Patent research is usually difficult and time-consuming. Comparing individual patents is often laborious – whether texts have to be read at length or images have to be compared meticulously. In addition, patent searchers and researchers repeatedly face language and terminology barriers when checking the patentability of their own research results. Existing patent retrieval methods are primarily based on textual searches in patent specifications and largely exclude illustrations and the references between text and image. Often, however, the innovation and exploitation potential of a patent can only be identified with the help of an illustration, and the analysis of a set of patents with similar or related innovations can be done by quickly looking at illustrations in a comparative way. Access via illustrations offers an alternative or supplement that functions independently of language and terminology and simplifies the identification of relevant results in patent specifications.
This is exactly where the ExpResViP project (Exploitation of Research Results through Visual Patent Retrieval) comes in. Together with Fraunhofer IAIS, the Institute for Information Science and Language Technology at the University of Hildesheim (IWIST) and the Leibniz Association’s office, TIB is developing a novel visual search for patent retrieval based on the automatic recognition of image similarities and text-image relationships using machine learning methods in patent specifications. The goal is to develop new methods for searching and analyzing visual elements in patents and to integrate them into a patent retrieval tool.
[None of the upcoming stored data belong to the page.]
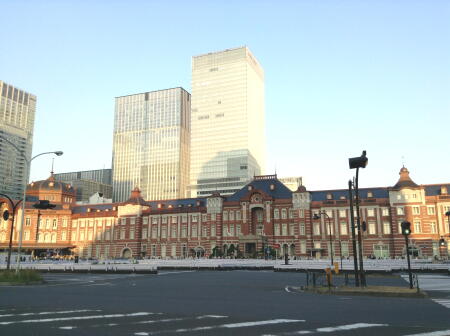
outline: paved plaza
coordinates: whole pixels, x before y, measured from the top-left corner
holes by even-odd
[[[430,299],[296,293],[289,287],[306,279],[292,272],[44,276],[45,285],[0,287],[1,335],[450,335],[450,309],[436,301],[450,298],[443,275],[420,275]]]

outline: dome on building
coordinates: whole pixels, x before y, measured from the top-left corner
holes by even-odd
[[[46,180],[34,181],[28,184],[27,192],[62,192],[76,195],[75,188],[68,183],[56,181],[53,172]]]
[[[409,177],[409,170],[403,166],[399,172],[400,178],[397,183],[392,187],[393,189],[403,188],[417,188],[418,185]]]
[[[299,185],[296,192],[306,192],[306,187],[304,185]]]

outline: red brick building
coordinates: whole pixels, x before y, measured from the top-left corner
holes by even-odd
[[[366,256],[405,255],[400,223],[411,222],[410,245],[418,257],[448,258],[450,184],[417,185],[406,168],[393,187],[360,189]],[[75,254],[84,258],[262,256],[269,247],[298,258],[351,256],[348,190],[292,192],[276,175],[257,176],[235,194],[145,201],[139,189],[112,204],[75,204],[75,190],[53,176],[28,185],[23,248],[34,255]],[[38,199],[56,207],[38,210]],[[8,207],[7,202],[3,208]],[[326,216],[314,219],[314,214]],[[13,246],[18,241],[16,216]],[[0,250],[9,242],[11,221],[1,221]],[[444,246],[439,240],[444,238]],[[272,252],[274,252],[272,250]]]

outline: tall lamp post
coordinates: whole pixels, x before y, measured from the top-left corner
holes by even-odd
[[[23,235],[23,222],[25,219],[25,197],[26,197],[26,192],[27,192],[27,185],[28,185],[28,173],[30,172],[30,168],[31,168],[31,161],[33,161],[35,158],[37,158],[38,156],[41,155],[46,155],[46,154],[55,154],[57,156],[61,156],[63,155],[62,151],[53,151],[53,152],[43,152],[40,154],[37,154],[35,156],[33,156],[31,159],[28,160],[27,156],[25,155],[24,151],[21,150],[19,147],[16,146],[15,143],[11,142],[10,140],[8,140],[7,138],[5,138],[4,136],[0,135],[0,138],[2,140],[5,140],[9,145],[11,145],[19,154],[20,156],[25,160],[26,162],[26,166],[25,166],[25,182],[24,182],[24,186],[23,186],[23,197],[22,197],[22,213],[20,215],[20,227],[19,227],[19,244],[17,247],[17,263],[16,263],[16,273],[19,271],[20,269],[20,250],[22,249],[22,235]]]
[[[334,260],[333,260],[333,238],[332,238],[332,233],[331,233],[331,218],[330,216],[328,216],[328,214],[326,213],[326,211],[319,211],[319,214],[314,214],[313,219],[320,219],[320,216],[324,215],[327,219],[328,222],[328,236],[330,237],[330,249],[329,249],[329,253],[330,253],[330,257],[331,257],[331,266],[334,265]],[[341,252],[342,254],[342,252]]]
[[[364,262],[363,262],[363,252],[362,252],[362,233],[361,233],[361,218],[359,215],[359,168],[366,168],[367,166],[367,156],[364,150],[361,156],[353,157],[348,159],[350,169],[356,169],[356,178],[354,183],[355,188],[355,207],[356,207],[356,226],[358,228],[358,245],[359,245],[359,271],[360,271],[360,281],[361,286],[366,286],[366,276],[364,274]],[[353,198],[350,199],[350,203],[353,202]],[[353,223],[352,223],[353,225]]]

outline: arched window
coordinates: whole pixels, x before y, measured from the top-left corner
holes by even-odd
[[[56,233],[52,233],[52,243],[56,243]]]
[[[49,243],[49,242],[50,242],[50,234],[49,234],[49,233],[46,233],[46,234],[45,234],[44,241],[45,241],[46,243]]]
[[[279,219],[280,218],[280,210],[275,209],[273,211],[273,218],[275,218],[275,219]]]

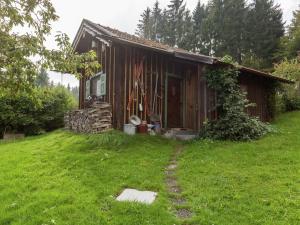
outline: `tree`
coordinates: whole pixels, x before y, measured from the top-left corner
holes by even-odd
[[[167,44],[167,40],[170,38],[170,27],[168,23],[168,12],[166,9],[163,10],[161,14],[161,37],[160,40],[162,43]]]
[[[167,38],[167,43],[171,46],[178,46],[184,35],[184,14],[185,4],[183,0],[171,0],[168,5],[168,24],[170,33]]]
[[[242,63],[245,50],[246,20],[248,8],[245,0],[224,1],[224,19],[221,35],[221,56],[230,55],[238,63]]]
[[[35,79],[35,84],[38,87],[47,87],[49,86],[49,77],[48,73],[45,69],[41,69],[41,71],[37,74],[37,77]]]
[[[223,0],[210,0],[207,4],[207,17],[203,24],[203,40],[206,54],[211,56],[222,56],[219,51],[222,45],[222,30],[224,18]]]
[[[151,40],[160,39],[163,30],[162,30],[162,14],[161,8],[159,7],[159,2],[156,1],[151,11],[150,16],[150,25],[151,25]]]
[[[275,64],[274,75],[295,81],[294,85],[283,85],[283,105],[285,111],[300,109],[300,62],[298,59],[284,59]]]
[[[210,54],[218,57],[231,55],[241,63],[247,13],[245,0],[211,0],[208,3],[208,16],[202,25],[204,33],[201,36]]]
[[[45,38],[57,19],[50,0],[0,0],[0,91],[11,95],[32,91],[42,68],[77,76],[79,69],[87,69],[90,75],[99,68],[96,54],[76,54],[65,34],[56,37],[59,50],[46,49]],[[26,32],[16,32],[20,27]]]
[[[141,19],[137,25],[136,34],[145,39],[151,39],[151,9],[147,7],[141,14]]]
[[[42,60],[34,63],[30,57],[44,55],[45,37],[58,16],[49,0],[0,3],[0,86],[15,93],[34,84]],[[25,27],[29,32],[14,32],[16,27]]]
[[[74,99],[76,100],[76,102],[78,102],[78,99],[79,99],[79,87],[72,87],[71,89],[71,93],[74,97]]]
[[[186,10],[183,15],[182,37],[178,42],[180,48],[188,51],[193,50],[193,42],[195,36],[193,34],[193,20],[189,10]]]
[[[202,53],[204,49],[204,22],[207,17],[207,11],[203,4],[198,1],[196,8],[193,11],[193,51]]]
[[[280,5],[273,0],[254,0],[250,4],[247,24],[248,46],[252,56],[261,61],[261,68],[271,67],[280,38],[284,35]]]
[[[300,8],[300,6],[299,6]],[[280,49],[276,56],[279,59],[292,59],[297,56],[300,50],[300,9],[293,12],[293,20],[288,27],[287,35],[281,39]]]

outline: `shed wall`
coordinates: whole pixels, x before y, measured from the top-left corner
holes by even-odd
[[[88,41],[91,42],[91,39]],[[149,116],[153,113],[161,115],[160,122],[165,127],[166,78],[170,74],[182,78],[182,102],[178,110],[182,111],[184,128],[200,130],[205,121],[217,118],[216,95],[206,85],[203,64],[175,59],[136,46],[115,42],[107,46],[99,40],[94,41],[97,43],[94,50],[102,65],[101,70],[106,74],[106,95],[98,100],[111,104],[114,128],[122,129],[131,115],[149,122]],[[247,112],[268,121],[265,82],[265,79],[259,77],[240,77],[240,84],[247,89],[247,97],[256,103],[256,107],[249,108]],[[79,102],[80,108],[87,105],[85,79],[80,80]],[[143,110],[140,110],[140,104]]]

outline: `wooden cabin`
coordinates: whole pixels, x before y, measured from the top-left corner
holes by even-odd
[[[163,128],[199,130],[217,117],[216,96],[205,82],[205,68],[222,66],[217,58],[145,40],[84,19],[74,39],[78,53],[94,49],[100,71],[80,80],[79,107],[90,99],[112,106],[113,127],[122,129],[131,115]],[[84,73],[84,71],[83,71]],[[239,82],[256,106],[249,114],[269,121],[268,83],[288,82],[254,69],[241,67]]]

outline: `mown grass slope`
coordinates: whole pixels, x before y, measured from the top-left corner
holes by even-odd
[[[118,132],[57,131],[0,144],[0,224],[172,224],[164,167],[173,143]],[[159,192],[151,206],[120,203],[123,188]]]
[[[178,169],[191,224],[300,224],[300,112],[248,143],[196,141]]]
[[[194,141],[176,177],[193,218],[172,214],[164,168],[178,142],[120,132],[56,131],[0,142],[1,225],[300,224],[300,112],[247,143]],[[157,191],[153,205],[115,201]]]

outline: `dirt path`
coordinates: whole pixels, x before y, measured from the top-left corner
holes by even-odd
[[[165,169],[166,186],[169,192],[170,201],[172,202],[175,214],[180,219],[189,219],[192,217],[192,212],[186,207],[186,200],[182,196],[182,189],[178,185],[175,173],[178,165],[178,158],[183,151],[181,145],[177,145],[171,157],[170,163]]]

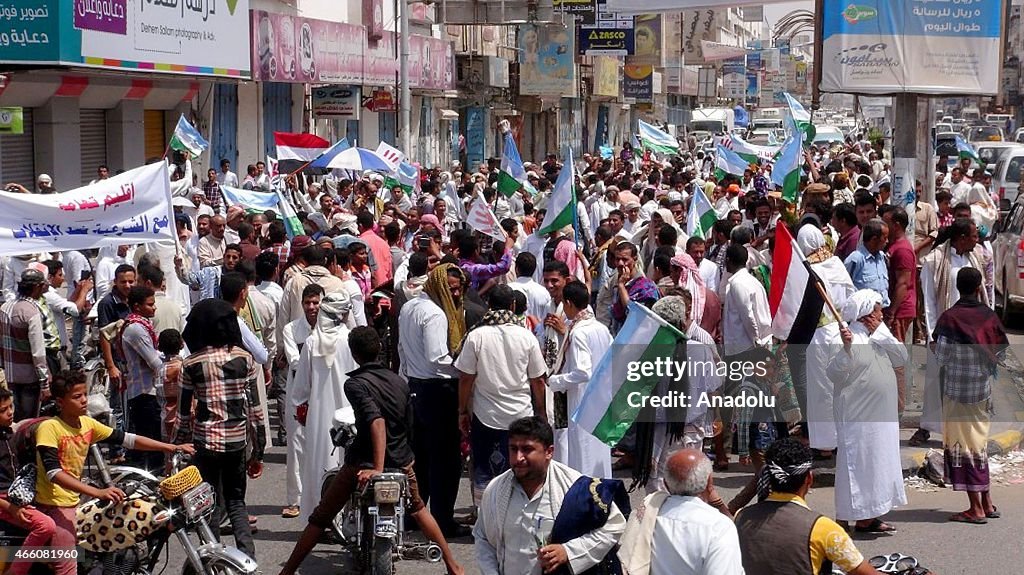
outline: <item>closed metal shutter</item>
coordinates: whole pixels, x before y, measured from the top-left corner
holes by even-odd
[[[35,145],[32,142],[32,108],[22,111],[23,134],[0,136],[0,183],[21,184],[35,190]]]
[[[221,160],[228,160],[232,166],[238,166],[238,84],[214,87],[213,129],[210,131],[213,148],[210,165],[219,167]]]
[[[144,114],[146,161],[149,162],[163,157],[170,138],[167,137],[167,129],[164,126],[163,110],[146,110]]]
[[[107,163],[107,111],[81,110],[82,183],[96,179],[96,168]],[[113,175],[113,173],[111,173]]]
[[[292,132],[292,85],[284,82],[263,82],[263,153],[277,156],[274,132]],[[242,158],[243,164],[255,164],[263,158]]]

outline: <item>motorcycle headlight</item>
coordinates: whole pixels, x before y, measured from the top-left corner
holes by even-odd
[[[379,504],[394,505],[402,497],[402,486],[397,481],[378,481],[373,484],[373,500]]]

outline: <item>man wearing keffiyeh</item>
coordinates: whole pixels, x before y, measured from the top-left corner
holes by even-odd
[[[748,575],[831,573],[875,575],[850,536],[832,519],[812,511],[811,449],[794,438],[780,439],[765,452],[758,478],[758,502],[736,516],[736,530]]]

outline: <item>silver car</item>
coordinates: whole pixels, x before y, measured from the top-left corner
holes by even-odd
[[[1010,211],[1004,213],[996,224],[995,237],[992,238],[992,256],[996,268],[996,307],[1001,309],[1005,324],[1010,312],[1024,303],[1024,280],[1020,266],[1020,250],[1022,232],[1024,232],[1024,195],[1017,196]]]
[[[999,150],[999,159],[992,172],[992,195],[999,198],[999,209],[1008,210],[1017,200],[1024,170],[1024,145]],[[979,151],[980,154],[980,151]]]

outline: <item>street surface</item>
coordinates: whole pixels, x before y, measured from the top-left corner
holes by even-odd
[[[1011,334],[1014,346],[1024,347],[1024,331]],[[1020,355],[1020,352],[1018,352]],[[995,424],[994,424],[995,427]],[[1002,425],[1005,427],[1005,425]],[[904,432],[906,439],[908,433]],[[933,441],[931,446],[941,447]],[[260,569],[265,575],[276,575],[291,553],[294,542],[304,525],[298,519],[284,519],[281,508],[284,503],[285,450],[273,447],[268,451],[266,467],[257,481],[249,482],[247,501],[249,513],[259,518],[259,531],[255,534],[256,554]],[[628,472],[622,472],[628,473]],[[628,474],[619,474],[627,482]],[[749,480],[752,469],[736,463],[733,457],[730,471],[715,474],[715,484],[725,501],[740,491]],[[994,477],[1000,477],[994,473]],[[916,482],[921,485],[923,482]],[[638,490],[631,494],[631,501],[637,506],[644,494]],[[993,480],[992,497],[1002,511],[1001,519],[990,520],[987,525],[951,523],[947,518],[967,508],[967,496],[950,489],[926,486],[907,486],[907,507],[897,509],[885,516],[898,531],[892,535],[855,535],[857,547],[865,557],[901,552],[918,558],[922,565],[935,570],[938,575],[975,575],[982,573],[1017,573],[1017,565],[1024,563],[1024,464],[1018,463],[1001,479]],[[833,516],[833,489],[816,488],[808,496],[811,508],[827,516]],[[469,481],[463,478],[457,506],[457,516],[469,512],[471,500]],[[413,533],[412,537],[420,537]],[[230,537],[225,538],[230,542]],[[468,573],[478,573],[473,552],[473,541],[466,537],[452,541],[456,558],[467,568]],[[184,560],[180,547],[171,541],[168,573],[180,572]],[[321,544],[314,551],[299,573],[304,575],[325,575],[328,573],[351,573],[354,563],[339,545]],[[440,574],[442,564],[409,561],[398,563],[398,573]]]

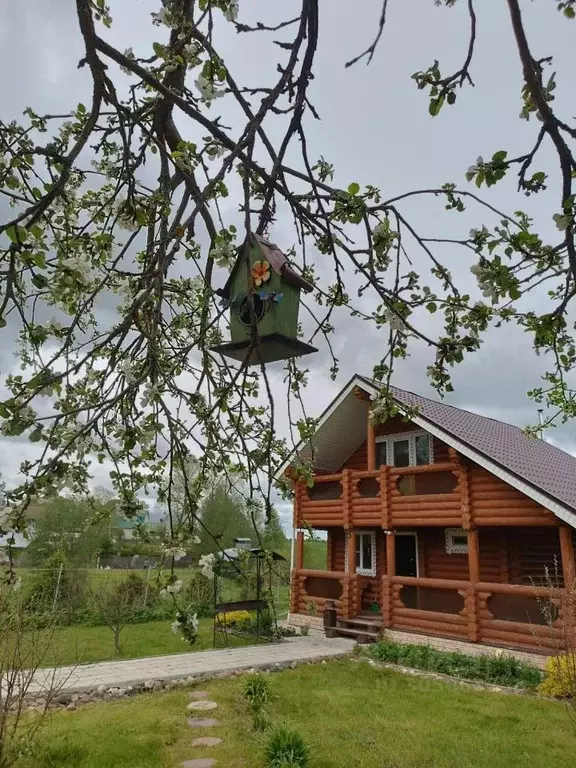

The development is closely related to the needs of patent searchers. By means of interviews with experts from patent offices, industry and research institutions, a needs assessment was conducted. Based on the requirements, a priority list was created, which maps the desired functions of the retrieval tool. The requirements are implemented in several iterations in close consultation with the patent experts. At the top of the list of requirements are, among other things, the ability to search not only for but also with your own images, the ability to view multiple images even of different patents, and the highlighting and linking of reference characters in the images.
State of development
At the moment the SOLR-based search engine with text indexing is already available. That means it is possible to search for text and images with text. Currently, the possibility of image indexing is optimized. For this purpose, the images are scanned by means of text recognition (OCR – optical character recognition) and automatically categorized into different image classes. The text recognition also enables the assignment of reference signs in the images with their descriptions in the text. This mapping is in turn used in the GUI to provide patent searchers with a quick overview of images and descriptions.
Based on these developments, a first prototype was developed in the last months, which was presented to the cooperating patent experts for evaluation. Further development will be based on their feedback. Until the next version of the prototype, we will work on improving the communication between the individual components of the search in order to increase the speed of indexing and searching, further develop image indexing and improve the display of search results.